Because the reference values reflect the actual status in 95% of the feline and canine population, occasionally an “abnormal” value is indeed normal for a particular animal, prompting a needless evaluation in search of other abnormalities. It should be emphasized that anemia does not constitute a primary diagnosis; therefore every effort should be made to identify its cause.

Clinical manifestation of anemia in cats and dogs

History


1. Family history.
2. Exercise intolerance, syncopal episoded.
3. Pallor, jaundice.
4. Localized or generalized bleeding.
5. Feline leukemia virus or immunodeficiency virus infection.
6. Malnutrition, malabsorption.
7. Chronic inflammation, cancer.
8. Travel history.

Physical Examination
1. Pallor, jaundice, petechiae, ecchymoses.
2. Lymphadenopathy.
3. Hepatomegaly, splenomegaly.
4. Tachycardia, heart murmur, cardiomegaly, left-sided hypertrophy.
5. Occult blood in the stool.
6. Hematuria.

Drugs and toxins associated with anemia in cats and dogs

1. Acetaminophen.
2. Antiarrythmics.
3. Anticonvulsants.
4. Antiinflammatories (nonsteroidal).
5. Barbiturates.
6. Benzocaine.
7. Chemotherapeutic agents.
8. Chloramphenical.
9. Cimetidine.
10. Gold salts.
11. Griseofulvin.
12. Levamisole.
13. Methimazole.
14. Methionine.
15. Methylene Blue.
16. Metronidazole.
17. Penicillins and cephalosporins.
18. Phenothiazines.
19. Propylthiouracil.
20. Propylene glycol.
21. Sulfa derivatives.
22. Vitamin K.
23. Zinc.

Management of the anemic patient

The first basic principle of the management of anemic (or bleeding) patient is to collect all blood samples before instituting any therapy.

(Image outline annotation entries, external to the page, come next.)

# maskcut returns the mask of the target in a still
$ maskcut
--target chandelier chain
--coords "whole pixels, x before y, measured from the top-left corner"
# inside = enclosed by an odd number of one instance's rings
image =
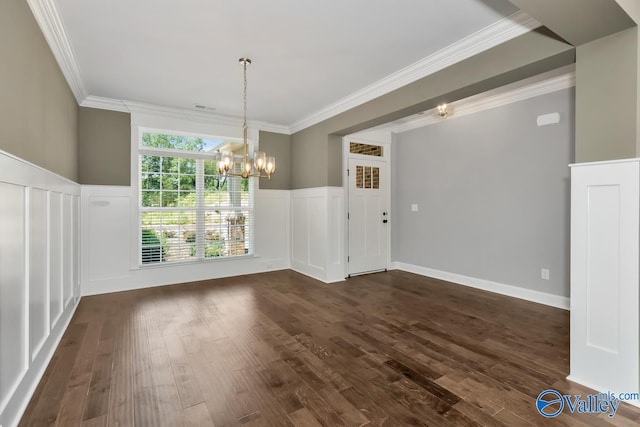
[[[244,123],[243,123],[243,127],[246,129],[247,128],[247,60],[245,59],[243,61],[243,65],[244,65],[244,110],[243,110],[243,117],[244,117]]]

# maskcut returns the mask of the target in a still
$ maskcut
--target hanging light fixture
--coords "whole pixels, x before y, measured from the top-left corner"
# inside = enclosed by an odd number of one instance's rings
[[[240,63],[244,70],[244,120],[242,123],[244,154],[242,156],[242,172],[234,173],[233,170],[233,153],[225,151],[218,156],[218,172],[221,176],[240,176],[242,178],[257,177],[269,178],[276,171],[276,158],[267,156],[264,151],[256,151],[253,159],[249,157],[249,141],[247,138],[247,65],[251,64],[251,59],[240,58]],[[264,174],[263,174],[264,172]]]

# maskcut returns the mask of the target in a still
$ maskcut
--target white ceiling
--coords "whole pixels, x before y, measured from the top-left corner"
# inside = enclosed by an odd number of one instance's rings
[[[92,96],[291,125],[517,11],[507,0],[56,0]]]

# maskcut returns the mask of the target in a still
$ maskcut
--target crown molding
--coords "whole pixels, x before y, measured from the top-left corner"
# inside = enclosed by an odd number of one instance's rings
[[[337,102],[289,125],[292,133],[301,131],[371,101],[430,74],[463,61],[485,50],[507,42],[540,27],[538,21],[518,11],[491,24],[436,53],[421,59],[377,82],[348,95]]]
[[[516,83],[515,85],[518,85]],[[451,110],[446,119],[442,119],[436,115],[436,109],[425,111],[422,115],[415,119],[404,121],[403,123],[394,125],[393,123],[382,125],[380,129],[389,129],[393,133],[402,133],[409,130],[430,126],[436,123],[442,123],[444,120],[452,120],[459,117],[468,116],[470,114],[479,113],[503,105],[512,104],[525,99],[534,98],[540,95],[556,92],[562,89],[568,89],[576,85],[575,71],[565,72],[561,75],[546,78],[535,83],[525,84],[519,87],[498,88],[484,94],[472,96],[457,102],[448,104]]]
[[[27,0],[27,3],[76,101],[80,104],[87,97],[87,91],[55,1]]]
[[[101,96],[87,96],[81,103],[81,107],[97,108],[100,110],[120,111],[130,113],[129,107],[121,99],[103,98]]]
[[[120,111],[123,113],[140,113],[169,118],[178,118],[198,123],[208,123],[226,126],[242,126],[242,118],[225,116],[204,111],[194,111],[185,108],[164,107],[144,102],[112,99],[99,96],[89,96],[80,103],[81,107],[98,108],[101,110]],[[288,127],[276,123],[249,120],[249,127],[265,132],[291,134]]]

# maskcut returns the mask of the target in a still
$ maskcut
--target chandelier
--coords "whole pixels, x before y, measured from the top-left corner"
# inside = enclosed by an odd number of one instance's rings
[[[221,176],[240,176],[242,178],[253,176],[271,179],[271,174],[276,171],[276,158],[267,156],[264,151],[254,152],[253,159],[249,157],[249,142],[247,139],[247,65],[251,64],[251,59],[240,58],[240,63],[244,69],[244,121],[242,123],[244,154],[242,156],[242,172],[232,172],[234,159],[233,153],[229,151],[219,153],[217,158],[218,172],[220,172]]]

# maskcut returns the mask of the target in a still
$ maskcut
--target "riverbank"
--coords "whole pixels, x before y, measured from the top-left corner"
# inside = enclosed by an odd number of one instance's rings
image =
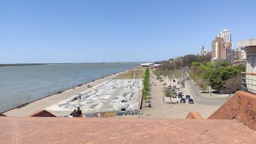
[[[134,69],[136,69],[136,68],[137,67],[135,67]],[[56,93],[53,95],[36,100],[35,102],[28,104],[27,105],[24,105],[24,106],[13,109],[3,113],[7,116],[26,116],[26,115],[29,115],[31,113],[33,113],[34,111],[37,111],[42,110],[42,109],[45,109],[46,108],[51,105],[56,104],[77,94],[79,94],[84,90],[86,90],[87,89],[89,88],[88,88],[88,85],[95,86],[97,85],[99,85],[109,79],[113,79],[120,74],[122,74],[123,73],[125,73],[134,69],[118,72],[118,73],[113,74],[111,75],[109,75],[105,77],[102,77],[99,79],[94,80],[91,82],[88,82],[81,86],[74,87],[74,88],[67,89],[65,91],[61,92],[61,93]]]

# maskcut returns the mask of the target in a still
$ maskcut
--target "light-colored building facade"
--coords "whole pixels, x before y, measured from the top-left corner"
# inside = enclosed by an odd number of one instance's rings
[[[221,38],[223,38],[224,43],[231,43],[231,33],[228,29],[225,29],[221,31],[219,33],[219,36]]]
[[[218,59],[226,59],[226,49],[224,47],[223,38],[216,37],[211,42],[211,60]]]
[[[242,60],[246,59],[246,53],[243,49],[241,50],[241,59]]]
[[[206,51],[206,49],[205,49],[204,46],[202,46],[201,47],[201,50],[200,50],[200,55],[201,56],[205,56],[207,55],[207,51]]]
[[[231,33],[227,29],[221,31],[211,43],[211,60],[226,60],[233,61],[235,59],[234,49],[232,49]]]

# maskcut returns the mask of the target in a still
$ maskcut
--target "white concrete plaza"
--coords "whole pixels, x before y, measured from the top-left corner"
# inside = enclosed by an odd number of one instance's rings
[[[79,101],[83,113],[116,111],[123,109],[125,111],[138,110],[141,88],[141,79],[110,79],[53,105],[47,111],[57,116],[68,115],[78,107]]]

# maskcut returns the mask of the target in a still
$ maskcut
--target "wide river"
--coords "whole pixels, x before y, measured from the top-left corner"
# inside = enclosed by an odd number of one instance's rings
[[[138,63],[78,63],[0,67],[0,113],[29,101],[129,70]],[[29,97],[28,97],[29,95]]]

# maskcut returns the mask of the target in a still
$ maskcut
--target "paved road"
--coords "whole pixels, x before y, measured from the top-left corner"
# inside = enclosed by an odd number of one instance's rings
[[[188,88],[189,88],[189,91],[191,93],[190,95],[193,96],[193,98],[196,104],[209,106],[221,106],[228,99],[228,97],[207,98],[203,97],[201,95],[191,80],[186,81],[186,86],[189,87]]]

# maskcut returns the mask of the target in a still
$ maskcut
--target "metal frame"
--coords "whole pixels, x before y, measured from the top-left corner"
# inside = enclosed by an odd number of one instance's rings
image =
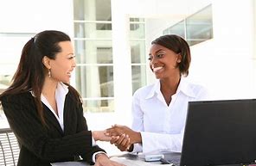
[[[0,128],[0,165],[17,165],[19,153],[19,144],[11,129]]]

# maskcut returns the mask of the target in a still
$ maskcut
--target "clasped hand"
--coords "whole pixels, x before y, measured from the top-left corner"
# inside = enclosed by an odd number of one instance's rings
[[[133,144],[141,143],[140,132],[125,126],[112,126],[106,130],[106,136],[111,137],[110,143],[115,144],[121,151],[132,151]]]

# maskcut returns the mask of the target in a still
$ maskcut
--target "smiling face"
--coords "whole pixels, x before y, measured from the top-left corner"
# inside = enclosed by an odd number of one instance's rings
[[[73,46],[70,41],[61,41],[58,45],[61,51],[56,53],[55,59],[49,59],[51,78],[69,83],[71,72],[75,67]]]
[[[157,79],[180,75],[178,64],[181,59],[180,53],[157,44],[151,46],[149,53],[150,67]]]

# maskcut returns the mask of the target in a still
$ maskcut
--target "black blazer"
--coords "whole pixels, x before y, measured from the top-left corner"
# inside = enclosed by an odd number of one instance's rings
[[[87,130],[81,103],[70,92],[64,105],[64,132],[54,114],[43,103],[47,126],[39,118],[30,92],[2,98],[3,112],[21,145],[18,166],[49,166],[50,163],[74,161],[81,156],[92,162],[96,151],[92,146],[92,132]]]

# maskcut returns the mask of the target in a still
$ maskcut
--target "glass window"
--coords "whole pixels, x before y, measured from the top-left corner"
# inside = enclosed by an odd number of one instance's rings
[[[114,112],[114,100],[84,100],[83,110],[86,113]]]
[[[144,39],[144,23],[130,23],[130,39]]]
[[[145,42],[144,40],[131,41],[131,63],[145,63]]]
[[[12,76],[0,75],[0,94],[10,85]]]
[[[132,94],[134,94],[138,89],[146,85],[146,65],[132,65],[131,76]]]
[[[163,34],[177,34],[193,46],[213,38],[212,5],[168,28]]]
[[[186,19],[187,41],[189,46],[201,43],[213,38],[212,6]]]
[[[130,18],[130,22],[144,22],[144,18]]]
[[[112,65],[77,66],[76,89],[83,98],[113,97],[113,67]]]
[[[74,22],[75,38],[112,38],[112,23]]]
[[[185,22],[182,20],[174,26],[165,29],[163,34],[176,34],[185,39]]]
[[[130,18],[132,94],[146,84],[145,31],[144,18]]]
[[[112,64],[112,40],[74,40],[77,64]]]
[[[74,0],[74,19],[112,21],[111,0]]]

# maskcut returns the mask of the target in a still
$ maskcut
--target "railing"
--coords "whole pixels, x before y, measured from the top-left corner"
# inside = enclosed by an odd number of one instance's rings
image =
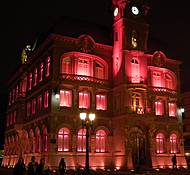
[[[108,80],[103,80],[95,77],[85,75],[73,75],[73,74],[61,74],[62,80],[81,81],[81,82],[93,82],[102,85],[108,85]]]

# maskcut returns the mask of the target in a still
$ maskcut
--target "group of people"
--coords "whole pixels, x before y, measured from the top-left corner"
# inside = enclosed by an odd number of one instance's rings
[[[65,160],[64,158],[61,158],[58,167],[58,175],[64,175],[65,171]],[[38,164],[38,162],[35,160],[35,156],[32,156],[31,161],[28,163],[27,167],[24,163],[24,159],[20,157],[14,166],[13,175],[51,175],[51,173],[49,167],[45,164],[44,158],[41,158],[40,163]]]

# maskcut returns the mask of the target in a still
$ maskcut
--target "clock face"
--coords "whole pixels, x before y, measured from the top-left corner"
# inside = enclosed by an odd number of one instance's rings
[[[117,16],[117,14],[118,14],[118,11],[119,11],[119,9],[118,9],[118,7],[116,7],[116,8],[115,8],[115,10],[114,10],[114,13],[113,13],[113,15],[114,15],[114,16]]]
[[[132,6],[131,7],[131,11],[134,15],[138,15],[139,14],[139,9],[136,6]]]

Because the condition in most of these patients may constitute a true emergency at the time of presentation, often samples are not collected until the animal’s condition has been completely stabilized, resulting in treatment-induced changes in hematologic or serum biochemical values.
As a general rule, because of the acute onset of these disorders, patient with regenerative anemias (i.e., blood loss or hemolysis) require more agressive therapy than those with nonregenerative forms. Specific therapy should be instituted once the clinician has determined that the patient’s condition is stable and whether the anemia is regenerative or not.